NEW YORK, March 12 (Reuters) - A federal appeals court on Tuesday revived a lawsuit by a whistleblower who accused McKesson of providing drug pricing tools to doctors for free, to induce them to buy drugs from the company.

The 3-0 decision by the 2nd U.S. Circuit Court of Appeals in Manhattan restored state law claims by Adam Hart, a former McKesson business development executive, over tools to help oncologists increase profit margins for prescribed cancer drugs.

Hart said McKesson offered the tools as a kickback to doctors who agreed to make the Irving, Texas-based pharmaceutical distributor their primary wholesale supplier of branded and generic drugs.

The Florida resident sued under the federal False Claims Act, saying the kickbacks tainted reimbursement claims submitted to Medicare and Medicaid, and violated a U.S. anti-kickback statute and similar laws of 27 states and Washington, D.C.

Writing for the appeals court, Circuit Judge Gerard Lynch said Hart fell short of alleging that McKesson willfully broke the federal anti-kickback law.

Hart's allegations included that McKesson destroyed documents to conceal its wrongful conduct, and that one executive emailed another about the pricing tools and said: "You didn't get this from me .... ok?"

Lynch, however, said a lower court judge erred in finding that Hart's state law claims, some of which required no proof of willfulness, could survive only if the federal claim survived.

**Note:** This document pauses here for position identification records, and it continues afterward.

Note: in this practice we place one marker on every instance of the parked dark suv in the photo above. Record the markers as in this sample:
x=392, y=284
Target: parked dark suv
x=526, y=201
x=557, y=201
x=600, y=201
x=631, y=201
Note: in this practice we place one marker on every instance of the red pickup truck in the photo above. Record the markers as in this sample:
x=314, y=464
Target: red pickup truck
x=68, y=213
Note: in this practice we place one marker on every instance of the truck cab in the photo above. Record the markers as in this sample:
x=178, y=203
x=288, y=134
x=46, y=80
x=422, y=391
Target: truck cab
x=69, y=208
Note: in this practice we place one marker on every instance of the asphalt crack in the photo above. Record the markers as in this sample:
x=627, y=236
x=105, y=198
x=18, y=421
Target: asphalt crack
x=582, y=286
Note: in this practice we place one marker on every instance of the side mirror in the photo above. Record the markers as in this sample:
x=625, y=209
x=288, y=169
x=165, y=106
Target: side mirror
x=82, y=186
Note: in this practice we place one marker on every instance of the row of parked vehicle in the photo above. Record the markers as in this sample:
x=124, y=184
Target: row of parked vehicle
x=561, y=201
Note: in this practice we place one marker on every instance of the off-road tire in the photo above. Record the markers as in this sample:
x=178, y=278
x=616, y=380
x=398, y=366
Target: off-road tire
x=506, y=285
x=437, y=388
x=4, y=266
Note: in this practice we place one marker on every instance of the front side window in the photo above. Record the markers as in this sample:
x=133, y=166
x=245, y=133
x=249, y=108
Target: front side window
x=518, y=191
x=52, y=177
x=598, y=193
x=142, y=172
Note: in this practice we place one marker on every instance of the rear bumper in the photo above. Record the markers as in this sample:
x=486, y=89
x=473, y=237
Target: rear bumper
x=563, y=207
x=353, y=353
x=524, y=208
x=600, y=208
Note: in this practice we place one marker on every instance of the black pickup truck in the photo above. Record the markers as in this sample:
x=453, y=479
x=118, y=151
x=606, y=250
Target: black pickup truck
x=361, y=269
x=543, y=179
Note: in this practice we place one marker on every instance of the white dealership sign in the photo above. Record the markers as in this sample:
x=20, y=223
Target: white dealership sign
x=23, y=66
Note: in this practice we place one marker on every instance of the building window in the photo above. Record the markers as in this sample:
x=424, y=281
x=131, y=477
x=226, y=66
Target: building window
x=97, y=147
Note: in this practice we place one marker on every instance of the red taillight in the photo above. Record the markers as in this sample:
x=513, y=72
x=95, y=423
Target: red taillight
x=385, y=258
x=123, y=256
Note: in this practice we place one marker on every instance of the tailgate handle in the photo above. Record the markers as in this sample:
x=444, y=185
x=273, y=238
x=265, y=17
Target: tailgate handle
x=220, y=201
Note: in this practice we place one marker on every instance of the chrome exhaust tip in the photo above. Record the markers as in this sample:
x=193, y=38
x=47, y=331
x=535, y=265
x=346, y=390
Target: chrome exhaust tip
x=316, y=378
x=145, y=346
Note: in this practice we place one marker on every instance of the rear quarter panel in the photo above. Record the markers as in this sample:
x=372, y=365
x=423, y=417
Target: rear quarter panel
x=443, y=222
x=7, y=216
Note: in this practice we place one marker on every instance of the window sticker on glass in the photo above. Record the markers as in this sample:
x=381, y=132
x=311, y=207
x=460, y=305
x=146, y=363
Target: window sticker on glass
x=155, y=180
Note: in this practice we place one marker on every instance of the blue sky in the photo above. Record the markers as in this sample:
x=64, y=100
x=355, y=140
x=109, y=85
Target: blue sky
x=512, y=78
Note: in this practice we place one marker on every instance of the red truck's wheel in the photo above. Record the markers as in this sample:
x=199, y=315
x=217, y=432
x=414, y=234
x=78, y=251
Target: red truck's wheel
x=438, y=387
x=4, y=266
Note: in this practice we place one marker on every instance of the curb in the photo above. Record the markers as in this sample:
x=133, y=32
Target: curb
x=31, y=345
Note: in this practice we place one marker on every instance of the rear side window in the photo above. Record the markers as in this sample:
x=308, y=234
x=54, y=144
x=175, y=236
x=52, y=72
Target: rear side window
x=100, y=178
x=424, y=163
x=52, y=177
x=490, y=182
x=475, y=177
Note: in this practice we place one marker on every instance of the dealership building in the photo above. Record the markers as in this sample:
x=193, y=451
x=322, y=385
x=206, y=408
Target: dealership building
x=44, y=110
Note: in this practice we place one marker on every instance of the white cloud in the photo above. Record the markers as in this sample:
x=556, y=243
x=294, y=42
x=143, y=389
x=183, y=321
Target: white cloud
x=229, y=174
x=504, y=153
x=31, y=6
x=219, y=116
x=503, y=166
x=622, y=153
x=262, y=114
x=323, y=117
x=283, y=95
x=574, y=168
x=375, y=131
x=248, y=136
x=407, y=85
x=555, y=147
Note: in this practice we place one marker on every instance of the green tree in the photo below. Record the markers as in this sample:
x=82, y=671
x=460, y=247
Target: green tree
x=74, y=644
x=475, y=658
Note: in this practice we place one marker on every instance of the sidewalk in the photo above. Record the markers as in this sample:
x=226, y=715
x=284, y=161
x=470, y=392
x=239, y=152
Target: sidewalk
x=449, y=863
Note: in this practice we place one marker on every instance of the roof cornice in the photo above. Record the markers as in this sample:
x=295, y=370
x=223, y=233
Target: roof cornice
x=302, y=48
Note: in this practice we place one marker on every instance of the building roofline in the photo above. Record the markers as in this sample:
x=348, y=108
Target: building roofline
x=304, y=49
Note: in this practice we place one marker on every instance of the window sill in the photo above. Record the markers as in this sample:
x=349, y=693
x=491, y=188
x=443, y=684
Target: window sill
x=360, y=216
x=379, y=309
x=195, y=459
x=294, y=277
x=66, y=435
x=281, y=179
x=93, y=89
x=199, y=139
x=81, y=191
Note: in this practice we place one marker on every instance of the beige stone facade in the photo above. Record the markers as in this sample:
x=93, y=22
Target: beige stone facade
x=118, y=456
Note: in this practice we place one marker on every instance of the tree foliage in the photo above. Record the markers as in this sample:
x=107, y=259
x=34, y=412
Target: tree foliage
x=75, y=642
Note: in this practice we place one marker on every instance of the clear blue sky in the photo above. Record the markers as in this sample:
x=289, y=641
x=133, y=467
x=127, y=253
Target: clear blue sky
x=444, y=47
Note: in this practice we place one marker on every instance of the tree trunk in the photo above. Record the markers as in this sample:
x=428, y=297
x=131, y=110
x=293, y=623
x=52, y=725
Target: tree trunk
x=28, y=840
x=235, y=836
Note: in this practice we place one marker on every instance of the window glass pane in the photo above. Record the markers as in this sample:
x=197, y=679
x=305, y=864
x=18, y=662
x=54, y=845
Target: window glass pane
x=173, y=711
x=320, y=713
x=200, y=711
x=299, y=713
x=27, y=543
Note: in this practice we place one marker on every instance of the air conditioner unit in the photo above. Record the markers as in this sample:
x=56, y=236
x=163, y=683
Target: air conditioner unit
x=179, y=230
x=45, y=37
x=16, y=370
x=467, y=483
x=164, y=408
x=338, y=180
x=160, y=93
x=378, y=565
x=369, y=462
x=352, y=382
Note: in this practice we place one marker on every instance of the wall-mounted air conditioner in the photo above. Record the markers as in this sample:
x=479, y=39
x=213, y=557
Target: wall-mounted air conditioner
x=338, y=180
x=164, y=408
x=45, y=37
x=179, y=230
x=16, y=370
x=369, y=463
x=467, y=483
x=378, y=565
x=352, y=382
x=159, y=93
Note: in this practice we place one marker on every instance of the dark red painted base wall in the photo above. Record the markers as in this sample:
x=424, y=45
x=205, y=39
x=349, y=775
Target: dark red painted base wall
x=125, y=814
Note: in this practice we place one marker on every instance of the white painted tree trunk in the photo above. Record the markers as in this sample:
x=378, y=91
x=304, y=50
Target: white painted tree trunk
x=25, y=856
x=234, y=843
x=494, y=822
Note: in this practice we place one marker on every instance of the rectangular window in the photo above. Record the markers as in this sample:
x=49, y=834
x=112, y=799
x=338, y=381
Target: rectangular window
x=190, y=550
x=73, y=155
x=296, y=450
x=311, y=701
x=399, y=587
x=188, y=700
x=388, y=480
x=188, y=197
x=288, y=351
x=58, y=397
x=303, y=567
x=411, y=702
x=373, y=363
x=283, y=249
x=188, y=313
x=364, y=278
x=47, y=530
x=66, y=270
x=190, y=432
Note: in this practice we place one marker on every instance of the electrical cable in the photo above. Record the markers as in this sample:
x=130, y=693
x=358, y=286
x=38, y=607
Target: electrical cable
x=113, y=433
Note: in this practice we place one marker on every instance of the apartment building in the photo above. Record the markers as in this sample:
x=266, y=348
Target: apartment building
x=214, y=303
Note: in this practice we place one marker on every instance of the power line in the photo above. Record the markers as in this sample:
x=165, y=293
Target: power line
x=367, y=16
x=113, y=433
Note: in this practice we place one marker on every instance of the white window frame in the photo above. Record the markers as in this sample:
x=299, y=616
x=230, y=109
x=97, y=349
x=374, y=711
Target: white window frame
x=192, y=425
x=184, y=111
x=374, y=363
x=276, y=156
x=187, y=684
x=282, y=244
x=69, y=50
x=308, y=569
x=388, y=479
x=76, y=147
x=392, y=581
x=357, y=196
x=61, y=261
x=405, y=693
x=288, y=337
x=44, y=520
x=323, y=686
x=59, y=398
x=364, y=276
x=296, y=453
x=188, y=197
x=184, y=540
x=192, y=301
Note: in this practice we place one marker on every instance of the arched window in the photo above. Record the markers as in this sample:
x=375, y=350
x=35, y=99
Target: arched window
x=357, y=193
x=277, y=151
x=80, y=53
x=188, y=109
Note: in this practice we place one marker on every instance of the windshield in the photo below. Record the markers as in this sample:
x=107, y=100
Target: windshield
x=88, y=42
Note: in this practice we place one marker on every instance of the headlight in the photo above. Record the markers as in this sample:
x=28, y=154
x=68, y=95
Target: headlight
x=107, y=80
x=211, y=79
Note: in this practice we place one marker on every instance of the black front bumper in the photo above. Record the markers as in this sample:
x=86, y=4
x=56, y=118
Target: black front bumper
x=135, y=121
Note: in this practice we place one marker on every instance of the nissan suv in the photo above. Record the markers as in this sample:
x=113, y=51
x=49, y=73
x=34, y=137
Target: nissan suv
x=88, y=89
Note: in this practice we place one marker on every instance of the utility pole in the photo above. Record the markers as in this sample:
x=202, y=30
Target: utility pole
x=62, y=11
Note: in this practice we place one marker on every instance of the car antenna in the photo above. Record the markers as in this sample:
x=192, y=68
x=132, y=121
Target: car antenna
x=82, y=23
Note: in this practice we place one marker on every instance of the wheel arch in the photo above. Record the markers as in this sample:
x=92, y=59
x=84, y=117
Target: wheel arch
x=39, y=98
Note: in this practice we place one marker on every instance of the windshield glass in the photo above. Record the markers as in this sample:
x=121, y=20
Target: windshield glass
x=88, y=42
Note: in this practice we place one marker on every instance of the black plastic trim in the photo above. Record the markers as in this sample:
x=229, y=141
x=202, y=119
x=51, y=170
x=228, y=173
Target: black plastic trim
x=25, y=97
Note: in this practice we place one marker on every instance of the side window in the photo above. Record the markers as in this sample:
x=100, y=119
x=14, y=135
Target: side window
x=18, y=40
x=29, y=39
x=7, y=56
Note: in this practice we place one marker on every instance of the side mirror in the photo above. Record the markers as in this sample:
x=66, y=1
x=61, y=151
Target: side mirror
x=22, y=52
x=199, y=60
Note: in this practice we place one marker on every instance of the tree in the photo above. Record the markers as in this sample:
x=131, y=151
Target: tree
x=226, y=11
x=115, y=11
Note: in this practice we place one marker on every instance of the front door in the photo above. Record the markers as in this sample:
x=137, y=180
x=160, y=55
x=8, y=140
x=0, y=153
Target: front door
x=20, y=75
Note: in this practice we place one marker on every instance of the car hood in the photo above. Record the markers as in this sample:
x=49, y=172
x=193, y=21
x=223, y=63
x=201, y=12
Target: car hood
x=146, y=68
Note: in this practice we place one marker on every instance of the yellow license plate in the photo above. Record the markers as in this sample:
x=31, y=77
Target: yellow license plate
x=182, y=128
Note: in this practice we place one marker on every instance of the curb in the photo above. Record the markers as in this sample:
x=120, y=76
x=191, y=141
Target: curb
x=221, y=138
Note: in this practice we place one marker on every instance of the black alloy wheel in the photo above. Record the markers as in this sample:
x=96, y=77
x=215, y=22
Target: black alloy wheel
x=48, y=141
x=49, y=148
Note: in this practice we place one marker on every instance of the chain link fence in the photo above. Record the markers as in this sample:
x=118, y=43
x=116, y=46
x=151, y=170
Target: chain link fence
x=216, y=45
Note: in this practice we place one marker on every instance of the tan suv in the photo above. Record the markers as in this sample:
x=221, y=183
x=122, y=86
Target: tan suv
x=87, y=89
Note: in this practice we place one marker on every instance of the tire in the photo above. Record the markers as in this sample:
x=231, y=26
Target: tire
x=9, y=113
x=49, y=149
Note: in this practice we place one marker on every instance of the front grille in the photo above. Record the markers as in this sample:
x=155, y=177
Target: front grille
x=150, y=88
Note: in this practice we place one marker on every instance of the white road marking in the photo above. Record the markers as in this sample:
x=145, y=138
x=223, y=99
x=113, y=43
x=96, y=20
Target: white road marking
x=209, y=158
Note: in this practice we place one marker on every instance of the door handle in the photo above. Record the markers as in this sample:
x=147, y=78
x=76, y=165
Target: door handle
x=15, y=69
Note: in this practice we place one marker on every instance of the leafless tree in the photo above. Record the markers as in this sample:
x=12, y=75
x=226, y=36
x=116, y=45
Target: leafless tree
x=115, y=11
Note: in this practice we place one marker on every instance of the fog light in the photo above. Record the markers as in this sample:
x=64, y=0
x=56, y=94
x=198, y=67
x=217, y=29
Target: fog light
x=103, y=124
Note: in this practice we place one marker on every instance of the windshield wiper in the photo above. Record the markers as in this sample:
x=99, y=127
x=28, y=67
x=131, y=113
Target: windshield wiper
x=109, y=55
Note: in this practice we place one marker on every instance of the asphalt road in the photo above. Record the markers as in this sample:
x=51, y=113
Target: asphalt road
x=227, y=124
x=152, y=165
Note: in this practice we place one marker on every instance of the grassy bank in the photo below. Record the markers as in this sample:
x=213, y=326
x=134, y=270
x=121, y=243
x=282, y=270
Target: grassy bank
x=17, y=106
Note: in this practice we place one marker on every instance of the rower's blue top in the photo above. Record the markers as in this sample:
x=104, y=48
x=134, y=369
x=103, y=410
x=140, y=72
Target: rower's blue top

"The district court erred in dismissing Hart's state-law claims on the basis that they were premised solely on violations of the federal AKS," Lynch wrote.

McKesson and its lawyers did not immediately respond to requests for comment. Hart's lawyers did not immediately respond to similar requests.

The appeals court returned Hart's case to U.S. District Judge Ronnie Abrams in Manhattan.

False Claims Act cases let whistleblowers pursue claims on behalf of the federal government, and share in recoveries. The U.S. Department of Justice did not intervene in Hart's case.

McKesson generated $2.21 billion of profit on $232.6 billion of revenue in the nine months ending Dec. 31.